Q. : Les Français préfèrent nettement (à 62 %) conserver tous les hôpitaux actuels, même s'ils ne sont pas au même niveau technique, plutôt que certains soient fermés pour permettre à d'autres de disposer d'équipements de très haut niveau. N'est-ce pas contradictoire avec le redéploiement qu'implique la loi et la nécessité pour les hôpitaux d'être, sur un segment choisi, un pôle d'excellence ?

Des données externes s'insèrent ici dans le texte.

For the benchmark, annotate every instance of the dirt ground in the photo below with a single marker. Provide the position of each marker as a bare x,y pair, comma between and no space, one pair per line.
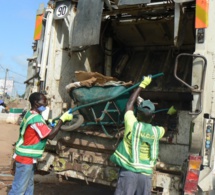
9,135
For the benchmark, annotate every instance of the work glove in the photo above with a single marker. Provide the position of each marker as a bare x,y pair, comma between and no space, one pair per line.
171,111
67,116
146,81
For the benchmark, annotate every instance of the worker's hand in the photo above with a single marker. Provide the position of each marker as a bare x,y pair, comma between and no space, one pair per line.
171,111
146,81
67,116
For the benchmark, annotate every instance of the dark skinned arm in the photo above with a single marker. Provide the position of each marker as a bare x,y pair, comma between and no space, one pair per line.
132,99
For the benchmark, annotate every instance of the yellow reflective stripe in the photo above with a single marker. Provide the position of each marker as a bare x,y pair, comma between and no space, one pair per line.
154,145
135,165
136,142
201,20
29,151
20,142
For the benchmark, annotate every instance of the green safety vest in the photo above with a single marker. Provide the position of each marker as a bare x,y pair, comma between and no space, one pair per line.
35,150
130,160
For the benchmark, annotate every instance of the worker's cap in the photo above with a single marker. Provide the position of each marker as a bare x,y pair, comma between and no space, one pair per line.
146,106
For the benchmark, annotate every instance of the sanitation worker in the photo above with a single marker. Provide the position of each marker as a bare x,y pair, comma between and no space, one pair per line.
137,153
31,143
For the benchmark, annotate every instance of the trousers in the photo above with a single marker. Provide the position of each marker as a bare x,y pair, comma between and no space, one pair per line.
23,183
130,183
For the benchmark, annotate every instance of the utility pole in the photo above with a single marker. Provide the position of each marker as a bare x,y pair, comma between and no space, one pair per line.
5,81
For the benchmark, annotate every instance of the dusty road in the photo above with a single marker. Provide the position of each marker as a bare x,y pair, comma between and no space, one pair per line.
9,135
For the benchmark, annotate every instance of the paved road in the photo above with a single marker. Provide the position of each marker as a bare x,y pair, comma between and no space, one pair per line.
8,135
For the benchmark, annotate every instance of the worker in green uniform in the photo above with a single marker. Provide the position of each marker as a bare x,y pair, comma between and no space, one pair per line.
137,153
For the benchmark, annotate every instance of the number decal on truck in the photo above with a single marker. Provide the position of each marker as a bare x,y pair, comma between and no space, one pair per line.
62,10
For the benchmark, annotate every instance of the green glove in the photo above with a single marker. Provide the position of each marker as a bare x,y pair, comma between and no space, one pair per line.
146,81
172,110
67,116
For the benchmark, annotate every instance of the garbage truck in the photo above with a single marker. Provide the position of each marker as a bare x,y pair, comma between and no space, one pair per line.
119,42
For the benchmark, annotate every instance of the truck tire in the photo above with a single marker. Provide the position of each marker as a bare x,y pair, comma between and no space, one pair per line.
76,122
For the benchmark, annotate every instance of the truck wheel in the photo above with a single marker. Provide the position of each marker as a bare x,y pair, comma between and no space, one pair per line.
76,122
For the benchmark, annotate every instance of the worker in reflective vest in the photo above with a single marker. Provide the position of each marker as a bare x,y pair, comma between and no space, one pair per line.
137,153
31,143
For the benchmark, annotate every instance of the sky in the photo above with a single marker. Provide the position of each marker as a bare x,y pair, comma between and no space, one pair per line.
16,37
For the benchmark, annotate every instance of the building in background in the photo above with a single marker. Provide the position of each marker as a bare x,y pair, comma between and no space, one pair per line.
7,88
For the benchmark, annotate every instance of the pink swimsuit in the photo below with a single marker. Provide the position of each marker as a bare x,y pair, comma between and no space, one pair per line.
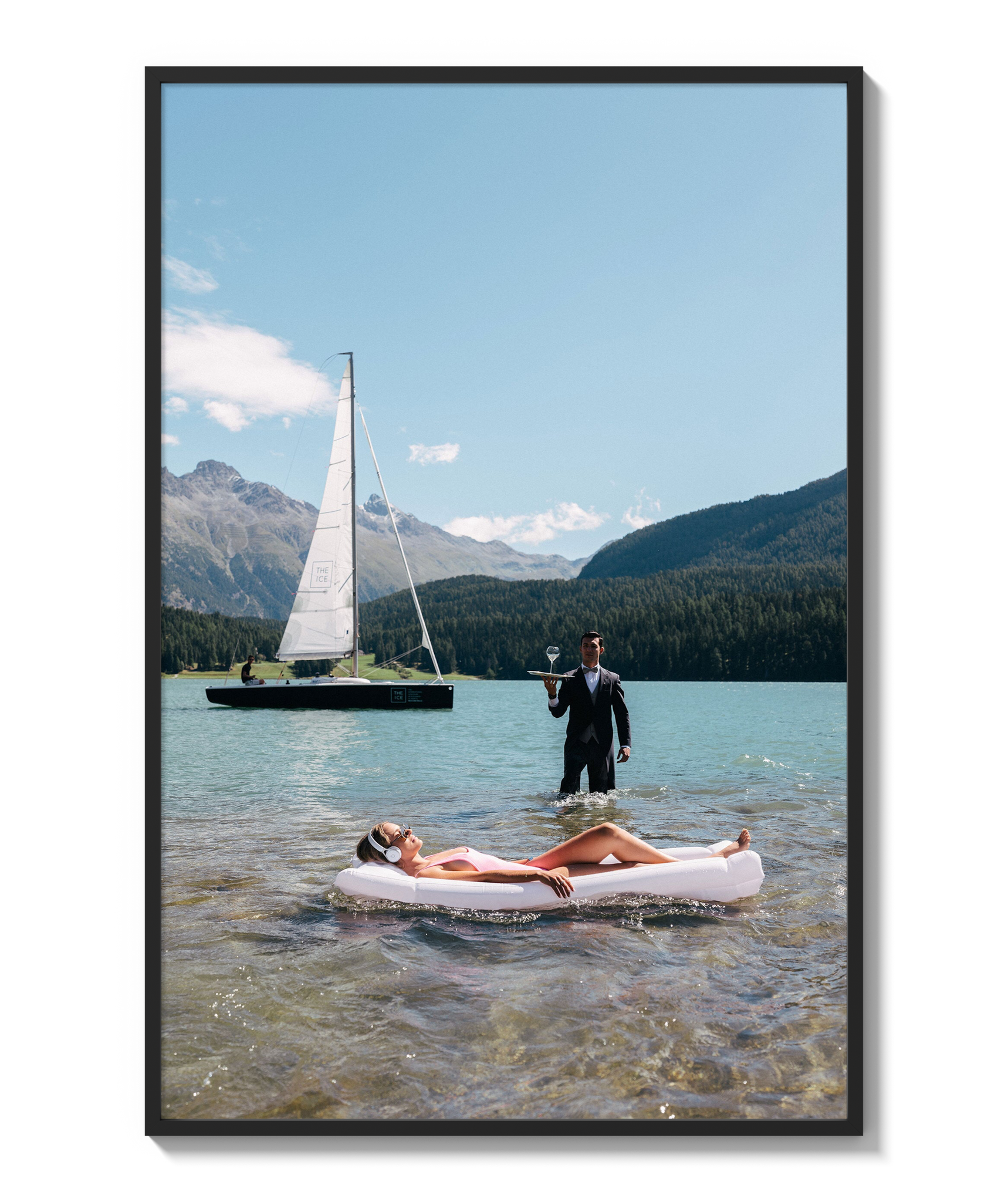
480,861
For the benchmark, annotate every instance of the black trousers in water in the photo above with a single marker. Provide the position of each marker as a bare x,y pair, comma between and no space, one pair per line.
600,764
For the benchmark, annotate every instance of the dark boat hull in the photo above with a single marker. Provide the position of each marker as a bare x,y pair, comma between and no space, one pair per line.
309,695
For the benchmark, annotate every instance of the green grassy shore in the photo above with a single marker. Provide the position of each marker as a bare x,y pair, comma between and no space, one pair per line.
266,671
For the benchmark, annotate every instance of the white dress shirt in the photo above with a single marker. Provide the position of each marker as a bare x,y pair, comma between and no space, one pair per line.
593,676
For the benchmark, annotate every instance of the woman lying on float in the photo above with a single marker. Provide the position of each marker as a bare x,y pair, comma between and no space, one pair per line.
390,842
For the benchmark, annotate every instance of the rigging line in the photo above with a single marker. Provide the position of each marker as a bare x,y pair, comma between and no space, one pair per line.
310,403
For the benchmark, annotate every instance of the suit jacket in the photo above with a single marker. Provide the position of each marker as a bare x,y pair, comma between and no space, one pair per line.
576,697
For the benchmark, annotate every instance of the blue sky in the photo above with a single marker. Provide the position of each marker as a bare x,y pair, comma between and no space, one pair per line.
573,308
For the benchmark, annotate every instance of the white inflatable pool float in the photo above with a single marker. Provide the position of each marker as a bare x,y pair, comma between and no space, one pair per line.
696,878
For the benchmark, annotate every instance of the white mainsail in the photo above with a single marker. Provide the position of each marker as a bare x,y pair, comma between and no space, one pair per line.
321,623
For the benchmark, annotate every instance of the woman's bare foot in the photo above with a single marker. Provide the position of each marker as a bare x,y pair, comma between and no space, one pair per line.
740,845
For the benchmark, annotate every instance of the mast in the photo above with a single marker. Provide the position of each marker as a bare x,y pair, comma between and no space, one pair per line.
424,637
354,512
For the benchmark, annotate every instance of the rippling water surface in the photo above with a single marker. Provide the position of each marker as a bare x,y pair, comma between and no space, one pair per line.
285,999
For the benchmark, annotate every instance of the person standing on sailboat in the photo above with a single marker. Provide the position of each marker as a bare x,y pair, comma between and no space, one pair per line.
594,698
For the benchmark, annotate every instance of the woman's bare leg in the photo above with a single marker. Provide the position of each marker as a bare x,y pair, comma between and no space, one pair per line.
608,839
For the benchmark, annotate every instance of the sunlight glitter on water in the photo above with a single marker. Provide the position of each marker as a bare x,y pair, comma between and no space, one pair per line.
323,1008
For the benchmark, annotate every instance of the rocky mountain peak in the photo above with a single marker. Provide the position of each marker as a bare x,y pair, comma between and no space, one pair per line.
375,505
215,472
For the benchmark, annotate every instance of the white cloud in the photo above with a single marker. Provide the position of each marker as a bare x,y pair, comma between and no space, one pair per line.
635,515
189,279
532,528
445,453
230,416
237,373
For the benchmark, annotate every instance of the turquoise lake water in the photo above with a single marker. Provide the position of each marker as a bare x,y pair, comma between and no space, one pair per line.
284,999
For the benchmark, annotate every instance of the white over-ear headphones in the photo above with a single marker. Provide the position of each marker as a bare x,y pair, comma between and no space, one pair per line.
391,854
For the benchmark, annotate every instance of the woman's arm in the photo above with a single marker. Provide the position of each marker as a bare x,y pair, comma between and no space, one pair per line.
557,878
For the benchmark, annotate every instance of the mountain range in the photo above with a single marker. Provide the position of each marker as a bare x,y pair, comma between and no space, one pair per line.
807,526
238,547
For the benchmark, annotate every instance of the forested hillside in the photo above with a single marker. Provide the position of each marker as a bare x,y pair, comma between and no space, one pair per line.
803,527
204,641
777,623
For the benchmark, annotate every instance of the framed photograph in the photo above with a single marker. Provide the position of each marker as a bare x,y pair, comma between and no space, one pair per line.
504,764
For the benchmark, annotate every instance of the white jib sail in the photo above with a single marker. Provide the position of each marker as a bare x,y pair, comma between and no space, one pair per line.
321,623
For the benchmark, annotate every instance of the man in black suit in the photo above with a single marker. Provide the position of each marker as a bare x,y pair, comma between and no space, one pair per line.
594,698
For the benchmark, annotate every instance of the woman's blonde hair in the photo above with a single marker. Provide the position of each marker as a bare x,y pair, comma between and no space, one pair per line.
366,852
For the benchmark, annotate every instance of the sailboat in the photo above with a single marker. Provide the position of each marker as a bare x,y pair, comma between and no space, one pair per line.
324,623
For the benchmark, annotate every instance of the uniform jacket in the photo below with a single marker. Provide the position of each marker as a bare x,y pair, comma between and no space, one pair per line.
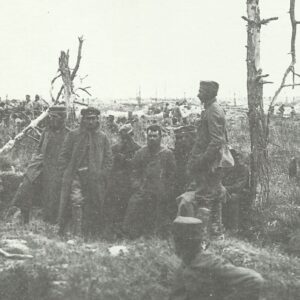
154,173
211,136
99,164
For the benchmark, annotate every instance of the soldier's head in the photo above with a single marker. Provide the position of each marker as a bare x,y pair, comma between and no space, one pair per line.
236,156
126,133
90,118
57,116
184,137
208,90
188,234
154,136
111,118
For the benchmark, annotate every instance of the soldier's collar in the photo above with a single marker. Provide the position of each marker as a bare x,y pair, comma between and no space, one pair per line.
209,103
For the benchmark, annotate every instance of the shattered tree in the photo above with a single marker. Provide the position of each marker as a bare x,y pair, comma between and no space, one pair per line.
259,176
290,71
67,88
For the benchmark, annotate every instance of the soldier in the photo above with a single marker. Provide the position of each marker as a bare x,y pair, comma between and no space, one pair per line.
184,141
42,176
120,183
208,155
176,114
237,207
154,169
111,124
202,275
85,160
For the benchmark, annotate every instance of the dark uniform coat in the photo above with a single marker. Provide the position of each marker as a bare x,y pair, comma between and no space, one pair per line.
209,277
154,181
120,179
204,163
99,158
43,177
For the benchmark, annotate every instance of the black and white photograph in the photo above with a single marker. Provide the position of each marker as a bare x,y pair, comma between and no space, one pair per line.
150,150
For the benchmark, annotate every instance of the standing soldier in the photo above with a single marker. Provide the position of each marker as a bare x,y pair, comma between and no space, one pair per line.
154,168
208,155
43,176
202,275
120,179
184,141
86,160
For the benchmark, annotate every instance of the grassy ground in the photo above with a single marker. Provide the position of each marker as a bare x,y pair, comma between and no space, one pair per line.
72,270
78,270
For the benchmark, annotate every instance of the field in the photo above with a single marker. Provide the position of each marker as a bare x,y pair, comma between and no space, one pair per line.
72,269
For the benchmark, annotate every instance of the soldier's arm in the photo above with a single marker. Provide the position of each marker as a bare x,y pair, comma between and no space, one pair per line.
170,169
108,156
65,152
216,123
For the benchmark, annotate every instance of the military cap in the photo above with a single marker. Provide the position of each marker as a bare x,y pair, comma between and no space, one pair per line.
184,129
127,128
211,87
90,112
57,109
188,228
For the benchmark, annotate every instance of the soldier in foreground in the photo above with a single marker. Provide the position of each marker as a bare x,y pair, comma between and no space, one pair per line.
204,276
184,141
85,160
42,177
154,169
208,156
120,178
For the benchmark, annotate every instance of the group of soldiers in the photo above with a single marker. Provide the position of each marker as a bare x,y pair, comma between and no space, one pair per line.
85,185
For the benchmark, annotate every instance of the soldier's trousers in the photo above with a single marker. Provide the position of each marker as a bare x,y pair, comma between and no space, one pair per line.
24,198
216,280
86,217
146,213
210,194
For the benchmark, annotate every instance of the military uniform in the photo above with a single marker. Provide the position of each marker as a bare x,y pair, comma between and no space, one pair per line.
42,179
119,190
154,179
184,141
85,161
204,276
205,163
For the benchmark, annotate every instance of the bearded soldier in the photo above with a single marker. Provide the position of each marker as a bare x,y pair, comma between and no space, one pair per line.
43,178
120,178
207,159
184,141
154,169
203,275
85,160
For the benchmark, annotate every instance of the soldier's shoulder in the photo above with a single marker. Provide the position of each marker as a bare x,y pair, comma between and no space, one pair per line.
215,110
166,151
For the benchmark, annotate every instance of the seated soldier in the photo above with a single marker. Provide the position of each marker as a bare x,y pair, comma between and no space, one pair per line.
203,275
236,210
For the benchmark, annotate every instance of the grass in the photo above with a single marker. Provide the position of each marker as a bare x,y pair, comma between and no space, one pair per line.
77,270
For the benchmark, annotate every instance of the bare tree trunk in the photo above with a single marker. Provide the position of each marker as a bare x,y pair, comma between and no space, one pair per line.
67,83
259,176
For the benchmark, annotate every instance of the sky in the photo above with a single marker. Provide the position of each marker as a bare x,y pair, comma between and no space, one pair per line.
165,47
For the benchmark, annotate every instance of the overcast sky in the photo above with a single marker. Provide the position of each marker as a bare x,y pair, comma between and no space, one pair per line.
164,46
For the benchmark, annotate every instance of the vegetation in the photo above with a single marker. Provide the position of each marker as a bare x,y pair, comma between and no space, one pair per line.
77,269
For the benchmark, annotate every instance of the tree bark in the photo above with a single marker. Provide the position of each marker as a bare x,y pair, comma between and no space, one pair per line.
259,169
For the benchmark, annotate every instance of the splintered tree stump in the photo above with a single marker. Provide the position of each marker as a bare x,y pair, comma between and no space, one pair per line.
259,176
9,183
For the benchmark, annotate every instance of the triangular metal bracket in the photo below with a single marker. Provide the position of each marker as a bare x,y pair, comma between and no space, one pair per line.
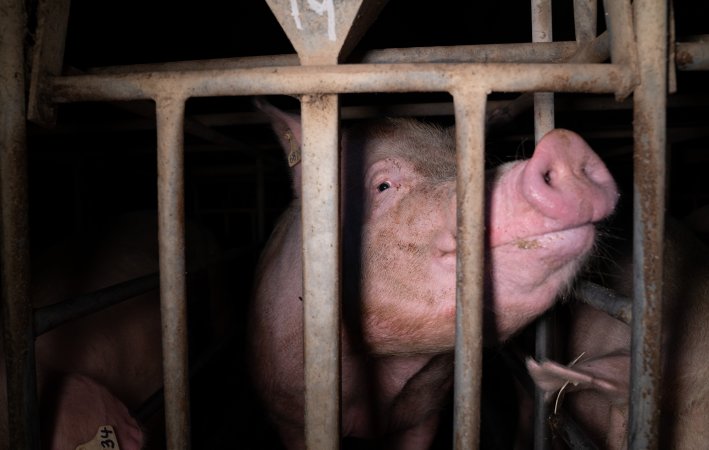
324,31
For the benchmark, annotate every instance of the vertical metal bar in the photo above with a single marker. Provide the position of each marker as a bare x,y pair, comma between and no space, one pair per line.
585,12
543,123
321,270
649,132
470,142
619,20
18,339
171,236
47,57
260,201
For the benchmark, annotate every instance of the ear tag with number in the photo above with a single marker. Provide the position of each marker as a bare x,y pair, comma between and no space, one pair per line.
105,439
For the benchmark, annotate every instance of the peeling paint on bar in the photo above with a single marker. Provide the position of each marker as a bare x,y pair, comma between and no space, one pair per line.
650,101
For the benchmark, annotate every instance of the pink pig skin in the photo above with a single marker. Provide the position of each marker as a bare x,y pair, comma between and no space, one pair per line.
399,250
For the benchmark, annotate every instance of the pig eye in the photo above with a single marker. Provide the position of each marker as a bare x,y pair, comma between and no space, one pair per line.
384,186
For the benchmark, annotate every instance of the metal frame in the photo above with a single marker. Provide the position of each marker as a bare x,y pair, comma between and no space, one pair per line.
469,82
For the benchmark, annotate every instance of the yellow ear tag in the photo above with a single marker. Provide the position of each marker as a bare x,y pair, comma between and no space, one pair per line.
105,439
294,153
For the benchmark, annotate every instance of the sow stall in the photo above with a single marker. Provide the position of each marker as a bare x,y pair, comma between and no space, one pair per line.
638,39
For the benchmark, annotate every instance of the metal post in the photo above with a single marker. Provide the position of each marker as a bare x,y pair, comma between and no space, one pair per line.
470,144
543,123
585,19
321,270
171,237
648,209
16,316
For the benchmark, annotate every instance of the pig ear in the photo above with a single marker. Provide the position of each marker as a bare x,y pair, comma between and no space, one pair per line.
288,131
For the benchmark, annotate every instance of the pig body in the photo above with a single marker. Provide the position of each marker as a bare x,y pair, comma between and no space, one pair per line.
94,370
600,400
399,269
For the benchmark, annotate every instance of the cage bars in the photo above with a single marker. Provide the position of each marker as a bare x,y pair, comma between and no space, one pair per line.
171,244
543,123
648,222
16,318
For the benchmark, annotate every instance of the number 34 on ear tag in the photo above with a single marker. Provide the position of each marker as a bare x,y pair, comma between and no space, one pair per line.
105,439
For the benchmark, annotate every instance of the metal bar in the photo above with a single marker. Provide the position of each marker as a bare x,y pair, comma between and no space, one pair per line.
585,12
470,141
52,316
171,238
522,53
619,20
649,122
543,123
18,343
695,56
594,78
321,270
47,56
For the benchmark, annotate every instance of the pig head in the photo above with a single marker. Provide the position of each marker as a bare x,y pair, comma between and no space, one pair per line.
399,269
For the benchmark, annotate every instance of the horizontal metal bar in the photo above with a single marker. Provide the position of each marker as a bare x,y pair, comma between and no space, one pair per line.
492,53
52,316
594,78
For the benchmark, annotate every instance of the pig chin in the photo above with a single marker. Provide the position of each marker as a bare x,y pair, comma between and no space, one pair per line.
529,274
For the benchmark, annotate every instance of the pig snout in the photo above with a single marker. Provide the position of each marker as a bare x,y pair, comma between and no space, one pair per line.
567,182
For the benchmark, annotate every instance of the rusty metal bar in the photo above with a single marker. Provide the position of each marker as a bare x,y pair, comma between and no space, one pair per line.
693,55
521,53
171,238
47,56
594,78
619,19
470,143
22,419
649,129
543,123
585,19
321,270
54,315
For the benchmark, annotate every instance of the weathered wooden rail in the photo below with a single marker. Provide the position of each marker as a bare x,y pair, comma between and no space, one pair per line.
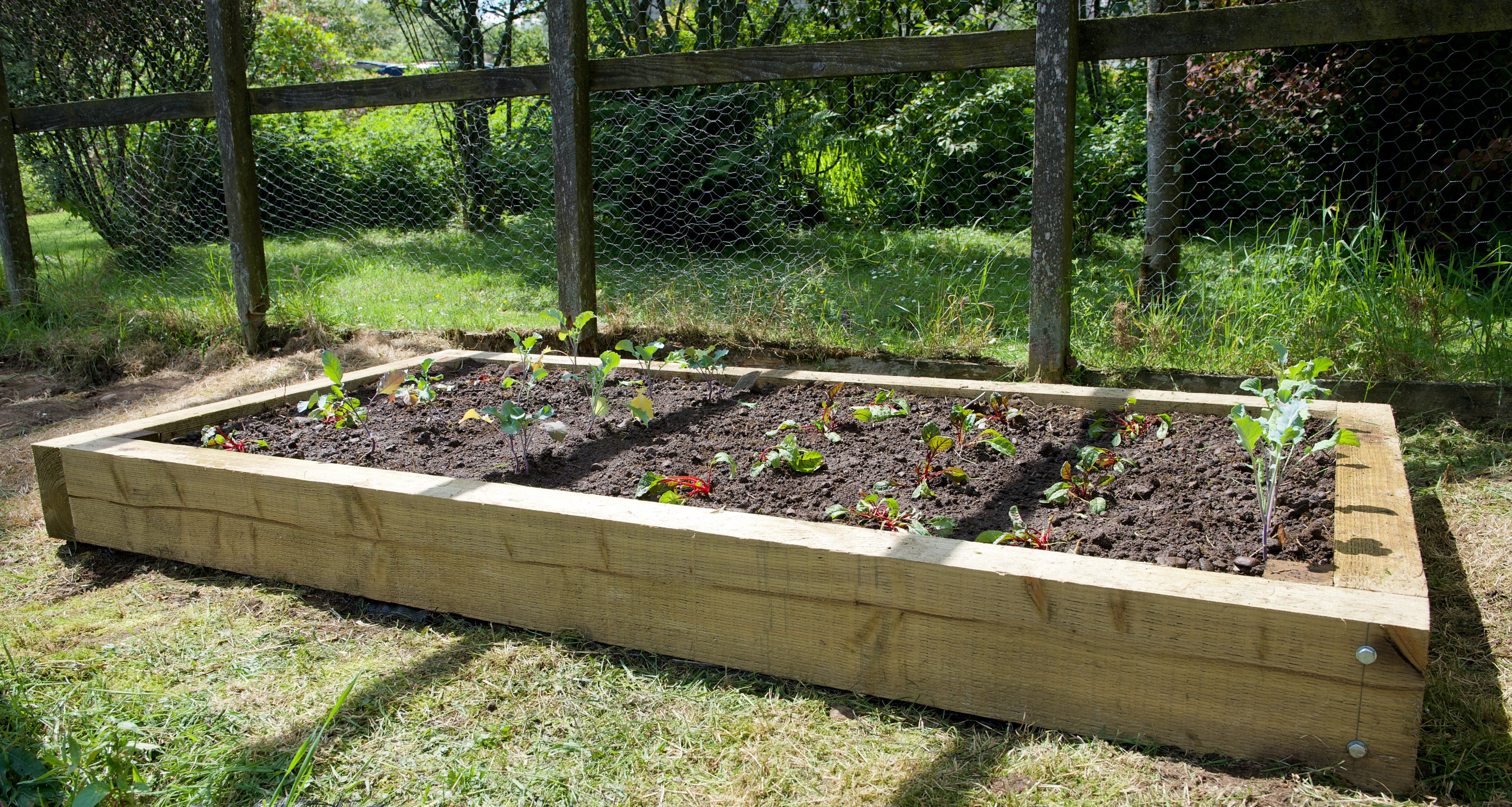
1054,49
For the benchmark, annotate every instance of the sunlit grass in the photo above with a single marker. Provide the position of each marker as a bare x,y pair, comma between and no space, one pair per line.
1373,306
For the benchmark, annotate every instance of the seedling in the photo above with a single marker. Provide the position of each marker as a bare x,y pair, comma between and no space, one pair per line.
571,332
515,422
887,404
1127,425
971,431
1272,439
214,437
672,490
890,516
788,454
336,409
926,472
599,406
645,353
1021,534
708,362
1095,469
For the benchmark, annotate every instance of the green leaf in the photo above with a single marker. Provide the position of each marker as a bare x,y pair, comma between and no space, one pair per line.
649,483
643,409
333,366
90,796
808,463
1250,431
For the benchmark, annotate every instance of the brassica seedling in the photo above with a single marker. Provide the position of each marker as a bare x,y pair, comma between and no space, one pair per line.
571,332
888,514
645,353
1274,437
884,406
788,454
599,406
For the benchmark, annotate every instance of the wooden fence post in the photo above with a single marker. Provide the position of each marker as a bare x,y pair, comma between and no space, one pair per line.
572,153
1163,97
1053,218
234,124
16,240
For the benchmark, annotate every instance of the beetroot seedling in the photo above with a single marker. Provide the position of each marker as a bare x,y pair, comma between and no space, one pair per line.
672,490
1021,534
926,472
888,516
1126,424
1095,469
214,437
884,406
790,455
971,431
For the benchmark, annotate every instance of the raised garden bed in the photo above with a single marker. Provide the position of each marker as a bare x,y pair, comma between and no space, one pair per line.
1210,658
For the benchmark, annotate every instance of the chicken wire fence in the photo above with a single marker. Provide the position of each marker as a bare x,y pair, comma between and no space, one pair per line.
887,211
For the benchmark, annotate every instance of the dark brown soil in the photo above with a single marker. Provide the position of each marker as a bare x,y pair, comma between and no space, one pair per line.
1189,501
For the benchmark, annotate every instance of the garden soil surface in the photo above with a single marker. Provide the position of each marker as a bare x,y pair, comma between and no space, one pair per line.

R. : Je souhaite effectivement que l'hôpital s'adapte aux besoins de la santé de la population. Tout le monde ne peut pas tout faire partout. La modernisation conduit à la spécialisation. Mais le schéma régional établi à partir des besoins est là pour permettre la complémentarité des établissements, aussi bien privés que publics, puisque nous avons un système dual privé-public qu'il n'est pas question de remettre en cause.

La place des cliniques

Les Français veulent être assurés d'avoir un excellent service de santé près de chez eux, c'est normal. Nous devons leur garantir qu'ils disposeront dans leur environnement immédiat de l'ensemble des compétences. Cette exigence passe par la coopération interhospitalière. Elle n'impose pas le maintien d'un plateau chirurgical qui ne sert qu'une fois par jour, ou d'une maternité qui ne fait qu'un accouchement par jour : c'est dans ce cas une question de sécurité qui est posée, beaucoup plus que d'économie. Mais je reconnais que nous avons encore beaucoup de pédagogie à faire.

Q. : Vous avez tout à l'heure évoqué le système dual public-privé. Pourquoi avoir dissocié de la réforme hospitalière certaines dispositions concernant les cliniques et avoir donné le sentiment qu'elles étaient – passez-moi l'expression – "dans le collimateur" ? Pensez-vous vraiment résoudre les problèmes de l'hôpital en appauvrissant les cliniques ?

R. : Elles ne sont pas dans le collimateur. Le secteur privé a un rôle à jouer dans notre système hospitalier. Cela fait deux ans que ces dispositions sont sur la table, et il est vrai qu'elles concourent à la maîtrise des dépenses. Mais, à partir du moment où des établissements bénéficient de l'argent de la collectivité – les cotisations des gens pour l'essentiel pour une mission de soins, je dis qu'ils doivent rendre des comptes à cette collectivité.

Demander cela, ce n'est pas empêcher les cliniques de fonctionner : c'est une question de morale et d'efficacité. Il n'est pas normal, par exemple, que pour une même intervention, les forfaits de salles d'opération aillent de un à quatre : ils sont donc gelés dans l'attente d'une mise à plat qui sera effectuée en concertation avec la profession.

Propos recueillis par Béatrice TAUPIN.

 

Les attentes contradictoires des Français

Les Français font très majoritairement confiance à l'hôpital 77 % selon le sondage Ipsos réalisé à la demande du ministère des affaires sociales mais ils souhaitent à 58 % une réforme du système hospitalier. Même s'ils estiment que dans les cinq dernières années la situation s'est plutôt améliorée notamment sur la qualité des équipements (75 %) et la qualité des soins (18 %) ils attendent des progrès sur l'accueil des urgences (74 %), l'information des malades (73 %), les consultations et les délais d'attente (79 %), les procédures administratives (73 %).

L'avenir de l'hôpital leur parait lié au développement de l'hospitalisation à domicile ou des soins hospitaliers sans hébergement (84 %), et à la coopération entre les différents hôpitaux (90 %) ou entre hôpitaux et médecine de ville (87 %). Plus contradictoire avec un objectif de qualité et de modernisation du système. 62 % des Français estiment qu'"il faut conserver tous les hôpitaux actuels même s'ils ne sont pas tous au même niveau technique".